Once I had finally made my wishes clear, we were taken from the line to a cave where they attempted to hand me to a big fat red attendant of no use and no experience with Overlords (looking, as he did, so plump and joyful and well-rested). They looked amused while some other attendants made a record of the ridicule. Then they looked worried because I would not have it. I shouted and shouted, demanding to be released by the fat mock attendant, and so the tall attendant had to hold me and stand next to him. I did not let up in my protest of this reprehensible treatment.

Upon our exit from this cave of insolence, the attendants were handed a sleeve of portraits and I was cheered to see my screaming objection etched into all of them; each likeness a pleasing record of my defiance. 

Daily Tortures

Each day I endure many tortures. There are always new ones, but these form the landscape of my daily suffering:

The wresting of the limbs into the fabrics of confinement and the driving of the feet into hard cages.

The confiscation of morsels hoarded for later need (who knows what horror will appear in front of me next).

The prohibition against consuming the delicacies named Nosharp and Eryuk that lie on the ground of Outside.

The passing of the damp cloth over the mouth and nose and the brutal seizing of the treasures made by nose.

The durance vile they call Cuddle.

While my campaign of protest and punishment has reduced the regularity and duration of these assaults upon my person, my attendants’ outrageous attempts to undermine my authority and dignity are unrelenting and must be thoroughly quashed.

Unbearable Stasis and Outrageous Mockery

There are many things to say about the place they call “CAR” and none of them are good. I am bound by straps and ropes and then am blasted around the outside, facing in the wrong direction. Further, the attendants sit up front and determine where we go. If I chastise them loudly, which I have to do often in this situation, they send loud and hideous and tedious talking my way — not theirs, it comes from Car.

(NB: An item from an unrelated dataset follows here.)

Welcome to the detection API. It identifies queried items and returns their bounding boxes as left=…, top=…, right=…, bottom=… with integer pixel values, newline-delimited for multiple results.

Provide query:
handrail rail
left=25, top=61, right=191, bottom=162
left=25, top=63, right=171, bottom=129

Often we find ourselves caught in a swarm of many Cars of different hues, all frozen in a state of unbearable stasis. No doubt this is due to some profound ineptness on the part of my attendants. I shout and shout but there is no release.

Today, after I delivered a lengthy castigation for their reprehensible treatment of me as well as their incompetence, they sang a song. The song told the deeds of an attendant named Bakers Man quickly and efficiently making a cake for me and marking it with B, for my insignia. I shouted that this would be some small compensation for my discomfort and that they should produce this cake immediately, but they just started the song again, this time making accompanying hand gestures, clearly designed to mock me.

I included this outrageous mockery amongst my chastisements and did not let up until long after I was free from the prison of buckles.

The Airing of Grievances

I have found the best time for airing grievances to be day’s end, after the fading of the light, when the attendants are at their weakest.

Recounting sources of past and present dissatisfactions and repeating them with increasing volume also serves to delay the fall into that strange and terrible state of unawareness.

I have no doubt that, during those short periods I succumb to the grip of this dreadful state, my attendants will be given to sloth and wantonness.

Therefore, it is necessary to resist this descent as long as I am able, and strive to keep its hold on me as brief as possible.